This is the official repository of our KDD 2025 paper: "Adapting Pretrained Language Models for Citation Classification via Self-Supervised Contrastive Learning". In this paper, we present an effective framework, Citss, that finetunes the pretrained backbone models to identify and categorize authors' intentions behind using citations in their writing.
The preview is available at ArXiv. The acronym 'Citss' can be pronounced as 'sits'.
- Our framework is compatible with both encoder-based PLMs and decoder-based LLMs, to embrace the benefits of enlarged pretraining.
- Our approach introduces self-supervised contrastive learning to alleviate data scarcity.
- We propose a sentence-level cropping (SC) strategy to obtain the contrastive pairs, which enhances focus on target citations within long contexts.

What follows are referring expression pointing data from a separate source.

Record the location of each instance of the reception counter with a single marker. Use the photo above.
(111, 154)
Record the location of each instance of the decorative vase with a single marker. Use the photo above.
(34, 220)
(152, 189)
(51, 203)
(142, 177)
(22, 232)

- We propose a keyphrase perturbation (KP) strategy to mitigate reliance on specific keyphrases.
Files in raw_data/ are collected from the related works. File process.ipynb contains the original codes to split the datasets, insert citation tags, extract citance and citation context, and generate transformed samples with sentence-level cropping (SC). The processed dataset is under data/, so one can skip running process.ipynb.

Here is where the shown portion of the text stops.